节点应该是纯函数——相同的输入始终产生相同的输出：

# 不好的做法：节点有外部副作用
def bad_node(state):
    with open("log.txt", "a") as f:  # 副作用
        f.write("executed\n")
    return {"result": call_llm(state.input)}  # LLM 调用也是副作用

# 好的做法：将副作用放在专门的节点
def logging_node(state):
    # 日志节点
    save_log(state)
    return {}

def llm_node(state):
    # 纯粹的 LLM 调用
    return {"result": call_llm(state.input)}

节点返回值规范

节点返回值决定了状态如何更新，需要注意：

返回值是 增量更新：返回的键会更新状态中对应的键，不返回的键保持不变
返回 None 或空字典 {}：不更新状态
不要直接修改输入的 state 对象，始终返回新的值

def good_node(state):
    # 正确：返回新的值
    return {"counter": state["counter"] + 1}

def bad_node(state):
    # 错误：直接修改输入
    state["counter"] += 1
    return state  # 这是不安全的！

错误处理与重试

节点级别的错误处理

def robust_node(state):
    try:
        result = risky_operation(state.input)
        return {"output": result}
    except ValueError as e:
        # 可预期的错误，优雅处理
        return {"error": str(e), "output": None}
    except Exception as e:
        # 不可预期的错误，记录并重试或终止
        return {"error": f"未知错误: {e}", "output": None, "retry": True}

图级别的错误处理

使用条件边处理错误：

def error_router(state):
    if state.get("error") and state.get("retry"):
        return "retry_node"
    elif state.get("error"):
        return "error_handler"
    else:
        return "next_step"

# 添加错误处理节点
graph.add_node("retry_node", retry_operation)
graph.add_node("error_handler", graceful_handle)
graph.add_conditional_edges("robust_node", error_router)

防止无限循环

无限循环是多 Agent 系统中最常见的问题之一。以下是最有效的防护措施：

class SafeState(TypedDict):
    messages: Annotated[list, add_messages]
    retry_count: int  # 重试计数器
    max_retries: int  # 最大重试次数

def safe_node(state: SafeState):
    if state["retry_count"] >= state["max_retries"]:
        return {"output": "达到最大重试次数，终止流程", "messages": [("system", "流程终止")]}

    try:
        result = call_llm(state.messages)
        return {"output": result, "retry_count": 0}
    except Exception:
        return {"retry_count": state["retry_count"] + 1}

常见问题解答

Q1：节点返回值的格式应该是什么？

节点返回值必须是字典，键为状态字段名，值为更新后的值。
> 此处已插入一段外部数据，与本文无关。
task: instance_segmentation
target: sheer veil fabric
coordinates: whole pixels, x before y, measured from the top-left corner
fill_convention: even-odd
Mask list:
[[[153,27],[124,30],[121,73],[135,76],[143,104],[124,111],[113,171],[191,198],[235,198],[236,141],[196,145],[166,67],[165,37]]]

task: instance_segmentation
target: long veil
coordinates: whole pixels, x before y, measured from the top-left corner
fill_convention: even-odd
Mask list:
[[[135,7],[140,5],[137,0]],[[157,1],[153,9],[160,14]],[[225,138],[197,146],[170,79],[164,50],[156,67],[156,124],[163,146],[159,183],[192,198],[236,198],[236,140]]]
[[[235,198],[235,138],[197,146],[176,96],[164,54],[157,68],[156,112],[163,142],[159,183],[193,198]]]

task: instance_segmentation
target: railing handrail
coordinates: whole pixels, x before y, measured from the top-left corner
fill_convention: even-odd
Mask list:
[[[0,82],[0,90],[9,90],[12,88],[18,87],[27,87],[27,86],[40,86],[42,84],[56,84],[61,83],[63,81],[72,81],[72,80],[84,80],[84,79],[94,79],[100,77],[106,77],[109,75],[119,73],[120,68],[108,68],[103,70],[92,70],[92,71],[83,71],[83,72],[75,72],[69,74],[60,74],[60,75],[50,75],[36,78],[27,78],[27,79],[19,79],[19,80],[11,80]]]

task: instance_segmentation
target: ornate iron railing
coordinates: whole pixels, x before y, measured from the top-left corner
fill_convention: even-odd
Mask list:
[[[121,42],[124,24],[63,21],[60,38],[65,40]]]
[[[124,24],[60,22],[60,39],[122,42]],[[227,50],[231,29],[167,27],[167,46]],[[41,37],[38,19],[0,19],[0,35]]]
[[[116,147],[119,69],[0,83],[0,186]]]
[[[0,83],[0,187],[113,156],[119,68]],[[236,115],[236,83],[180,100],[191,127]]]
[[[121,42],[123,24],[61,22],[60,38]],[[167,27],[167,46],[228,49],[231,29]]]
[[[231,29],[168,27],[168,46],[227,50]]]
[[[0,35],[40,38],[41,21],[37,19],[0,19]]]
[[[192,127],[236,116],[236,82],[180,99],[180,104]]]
LangGraph 内部使用 `` 操作符将返回值合并到状态中。

# 正确
return {"field_name": new_value}

# 错误
return new_value  # 不是字典
return [new_value]  # 不是字典

Q2：如何在节点之间传递临时数据？

临时数据是指不需要持久化到最终状态的中间数据。有两种方式：

方式一：使用状态字段（需要时清理）

class State(TypedDict):
    temp_cache: dict  # 临时缓存

def node_a(state):
    return {"temp_cache": {"intermediate": "value"}}

def node_b(state):
    cache = state["temp_cache"]
    result = use_cache(cache)
    return {"output": result, "temp_cache": None}  # 使用后清理

方式二：使用 messages 系统消息

# 将临时数据作为 system 消息传递
return {"messages": [("system", json.dumps(temp_data))]}

Q3：StateGraph 和 MessageGraph 有什么区别？

特性	StateGraph	MessageGraph
状态类型	自定义 TypedDict/Pydantic	仅消息列表
灵活性	高，可定义任意字段	低，只有消息
适用场景	复杂工作流、多字段状态	简单的对话场景
扩展性	容易扩展	不易扩展

建议：除非你的场景极其简单（纯对话），否则始终使用 StateGraph。MessageGraph 本质上是 StateGraph 的特例，使用 StateGraph 不会有额外开销。

Q4：如何调试 LangGraph 程序？

使用 LangGraph Studio：图形化调试，逐节点检查状态
打印日志：在节点中添加 print 语句查看执行过程
检查状态历史：使用 get_state_history 查看所有历史状态
配置详细日志：设置环境变量 LANGGRAPH_DEBUG=true

# 调试模式
import os
os.environ["LANGGRAPH_DEBUG"] = "true"

# 查看状态历史
history = app.get_state_history(config={"configurable": {"thread_id": "123"}})
for state in history:
    print(state.values)

Q5：图执行顺序是怎样的？

图的执行遵循拓扑排序：当一个节点的所有上游节点都执行完成后，该节点才会被执行。并行节点（Fan-out）会同时执行，条件边根据路由函数的结果选择路径。

Q6：Checkpointer 是必须的吗？

不是。Checkpointer 在以下场景必须：

使用 interrupt 功能（Human-in-the-Loop）
使用时间旅行调试
需要持久化对话历史
使用 get_state_history 查看历史

如果你的图是一次性执行的简单工作流，可以不使用 Checkpointer。

Q7：如何提高执行性能？

使用并行节点：不依赖彼此的节点尽量并行执行
减少不必要的状态复制：使用 Annotated 和适当的 reducer
异步节点：I/O 密集型操作使用异步函数
缓存 LLM 调用：对于相同的输入，缓存 LLM 的响应

# 异步节点示例
async def async_node(state):
    result = await async_llm_call(state.input)
    return {"output": result}

总结

本最佳实践涵盖了状态设计、节点设计、错误处理、以及常见问题的解决方案。遵循这些原则将帮助你构建更加健壮、可维护的 LangGraph 应用。在下一章中，我们将对整个教程进行总结，并提供推荐的学习路径和进阶资源。